I have 3848 rows of POSIXct data - stop times of bike trips in the month of April. As you can see, all of the data is in POSIXct format and is within the range of the month of April.
length(output2_stoptime)
[1] 3848
head(output2_stoptime)
[1] "2015-04-01 17:19:27 EST" "2015-04-02 07:26:06 EST" "2015-04-08 10:09:37 EST"

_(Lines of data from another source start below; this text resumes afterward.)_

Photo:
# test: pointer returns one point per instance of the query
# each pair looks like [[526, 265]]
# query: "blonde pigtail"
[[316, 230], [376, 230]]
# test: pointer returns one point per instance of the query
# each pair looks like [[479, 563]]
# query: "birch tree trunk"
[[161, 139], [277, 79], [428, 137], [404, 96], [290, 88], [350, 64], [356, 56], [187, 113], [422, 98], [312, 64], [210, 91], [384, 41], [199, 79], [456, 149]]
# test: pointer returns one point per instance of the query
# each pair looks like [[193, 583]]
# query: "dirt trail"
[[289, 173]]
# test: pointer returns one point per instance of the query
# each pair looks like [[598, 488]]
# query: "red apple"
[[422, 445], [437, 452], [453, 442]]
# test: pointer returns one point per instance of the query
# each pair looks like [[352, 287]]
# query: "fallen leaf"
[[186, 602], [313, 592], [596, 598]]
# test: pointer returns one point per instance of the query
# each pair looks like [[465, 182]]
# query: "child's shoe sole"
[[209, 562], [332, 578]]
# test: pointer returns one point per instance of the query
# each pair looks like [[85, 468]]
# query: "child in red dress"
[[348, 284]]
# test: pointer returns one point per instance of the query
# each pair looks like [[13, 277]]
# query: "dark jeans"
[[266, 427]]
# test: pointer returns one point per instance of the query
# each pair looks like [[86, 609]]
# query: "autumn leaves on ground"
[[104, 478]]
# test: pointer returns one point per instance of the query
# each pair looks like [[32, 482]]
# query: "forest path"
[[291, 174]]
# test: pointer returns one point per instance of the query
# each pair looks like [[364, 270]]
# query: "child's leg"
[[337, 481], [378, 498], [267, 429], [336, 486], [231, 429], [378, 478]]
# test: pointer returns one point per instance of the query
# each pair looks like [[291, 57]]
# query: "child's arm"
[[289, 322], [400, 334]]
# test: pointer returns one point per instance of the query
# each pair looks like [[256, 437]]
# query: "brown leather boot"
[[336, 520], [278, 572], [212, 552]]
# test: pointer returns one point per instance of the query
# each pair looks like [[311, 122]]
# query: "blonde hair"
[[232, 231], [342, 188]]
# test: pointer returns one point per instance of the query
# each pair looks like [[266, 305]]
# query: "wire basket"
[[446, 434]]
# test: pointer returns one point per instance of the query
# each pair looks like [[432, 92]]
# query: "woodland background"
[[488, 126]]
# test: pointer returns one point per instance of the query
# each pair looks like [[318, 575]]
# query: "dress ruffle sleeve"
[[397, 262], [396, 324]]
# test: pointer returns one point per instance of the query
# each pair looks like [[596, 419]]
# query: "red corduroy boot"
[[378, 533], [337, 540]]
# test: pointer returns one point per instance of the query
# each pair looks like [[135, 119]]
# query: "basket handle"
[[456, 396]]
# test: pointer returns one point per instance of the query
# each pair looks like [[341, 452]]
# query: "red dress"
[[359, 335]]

[4] "2015-04-12 20:08:00 EST" "2015-04-13 17:53:11 EST" "2015-04-14 07:17:34 EST"
class(output2_stoptime)
[1] "POSIXct" "POSIXt"
range(output2_stoptime)
[1] "2015-04-01 00:34:29 EST" "2015-04-30 20:49:22 EST"
Sys.timezone()
[1] "EST"
However, when I try converting this into a table of stop times per day, I get 4 dates that are converted as the 1st of May. I thought this might be occurring due to the different system timezone as I am located in Europe at the moment, but even after setting the timezone to EST, the problem persists. For example:
by_day_output2 = as.data.frame(as.Date(output2_stoptime), tz = "EST")

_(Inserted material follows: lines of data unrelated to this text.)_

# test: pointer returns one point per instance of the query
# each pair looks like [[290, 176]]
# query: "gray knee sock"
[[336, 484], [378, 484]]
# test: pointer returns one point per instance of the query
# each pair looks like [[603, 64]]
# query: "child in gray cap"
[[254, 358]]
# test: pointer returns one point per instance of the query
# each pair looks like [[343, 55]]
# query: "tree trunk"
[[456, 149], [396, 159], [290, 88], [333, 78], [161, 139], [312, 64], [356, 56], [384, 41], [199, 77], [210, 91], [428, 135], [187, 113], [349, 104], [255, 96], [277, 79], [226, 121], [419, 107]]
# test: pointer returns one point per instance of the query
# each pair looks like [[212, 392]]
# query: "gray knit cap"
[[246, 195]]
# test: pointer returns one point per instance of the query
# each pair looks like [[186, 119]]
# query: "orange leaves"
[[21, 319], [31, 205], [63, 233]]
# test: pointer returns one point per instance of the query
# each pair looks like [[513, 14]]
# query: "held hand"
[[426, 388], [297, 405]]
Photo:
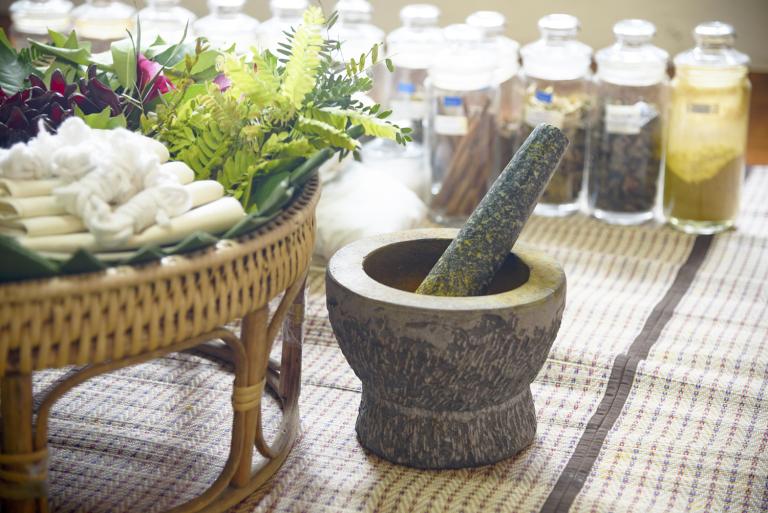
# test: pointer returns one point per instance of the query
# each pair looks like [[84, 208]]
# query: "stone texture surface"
[[444, 386]]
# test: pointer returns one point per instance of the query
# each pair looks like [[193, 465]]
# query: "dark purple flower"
[[149, 73], [222, 81]]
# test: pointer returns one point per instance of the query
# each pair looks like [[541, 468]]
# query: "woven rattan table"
[[104, 321]]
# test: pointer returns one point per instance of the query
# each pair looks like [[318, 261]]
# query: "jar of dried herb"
[[508, 110], [704, 169], [461, 129], [557, 80], [626, 136]]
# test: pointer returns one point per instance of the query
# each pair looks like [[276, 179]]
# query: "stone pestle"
[[472, 259]]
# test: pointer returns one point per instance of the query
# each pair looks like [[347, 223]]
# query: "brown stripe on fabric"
[[620, 382]]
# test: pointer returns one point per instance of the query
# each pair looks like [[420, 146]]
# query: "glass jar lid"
[[422, 15], [632, 60], [37, 16], [493, 23], [466, 63], [557, 55], [714, 48], [226, 5], [559, 25], [415, 44], [288, 7], [354, 10]]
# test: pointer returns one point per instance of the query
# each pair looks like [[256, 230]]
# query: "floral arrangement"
[[259, 124]]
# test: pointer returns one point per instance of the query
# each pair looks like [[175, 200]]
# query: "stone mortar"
[[446, 380]]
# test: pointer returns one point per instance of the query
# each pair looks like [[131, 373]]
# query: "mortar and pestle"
[[448, 330]]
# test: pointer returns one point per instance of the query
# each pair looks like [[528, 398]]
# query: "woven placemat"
[[653, 399]]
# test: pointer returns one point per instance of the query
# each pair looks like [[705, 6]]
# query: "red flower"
[[149, 73], [222, 81]]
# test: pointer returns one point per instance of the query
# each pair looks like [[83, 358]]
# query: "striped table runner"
[[653, 399]]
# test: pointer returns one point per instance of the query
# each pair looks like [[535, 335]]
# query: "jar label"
[[703, 108], [408, 109], [451, 125], [628, 119], [535, 116]]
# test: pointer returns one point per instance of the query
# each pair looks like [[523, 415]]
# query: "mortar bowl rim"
[[346, 269]]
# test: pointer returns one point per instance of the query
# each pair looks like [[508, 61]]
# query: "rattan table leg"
[[254, 337], [290, 364], [16, 405]]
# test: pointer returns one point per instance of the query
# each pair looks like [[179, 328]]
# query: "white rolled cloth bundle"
[[17, 208], [16, 188], [74, 151], [200, 193], [214, 218], [42, 226]]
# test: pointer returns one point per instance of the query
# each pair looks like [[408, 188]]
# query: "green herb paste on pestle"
[[472, 259]]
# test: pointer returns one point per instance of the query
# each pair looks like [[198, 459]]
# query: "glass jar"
[[556, 78], [461, 128], [354, 29], [286, 14], [626, 144], [509, 108], [166, 19], [102, 22], [412, 48], [31, 19], [704, 167], [227, 25]]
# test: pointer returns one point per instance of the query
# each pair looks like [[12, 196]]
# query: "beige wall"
[[674, 19]]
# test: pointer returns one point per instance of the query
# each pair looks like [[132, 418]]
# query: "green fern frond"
[[301, 69], [373, 125], [328, 134], [280, 146], [259, 86], [333, 117]]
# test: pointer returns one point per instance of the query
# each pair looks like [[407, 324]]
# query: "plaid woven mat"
[[653, 399]]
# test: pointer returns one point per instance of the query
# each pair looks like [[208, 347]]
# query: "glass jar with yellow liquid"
[[707, 138]]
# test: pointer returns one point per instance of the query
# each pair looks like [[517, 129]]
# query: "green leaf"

colnames(by_day_output2)[1] = "SUM"
movements_Apr = as.data.frame(table(by_day_output2$SUM))
colnames(movements_Apr)[1] = "DATE"
tail(movements_Apr)
DATE Freq
26 2015-04-26 96
27 2015-04-27 125
28 2015-04-28 145
29 2015-04-29 151
30 2015-04-30 99
31 2015-05-01 4
Why are the four dates converting improperly when the time zones of the data and the system match? None of the data falls within May.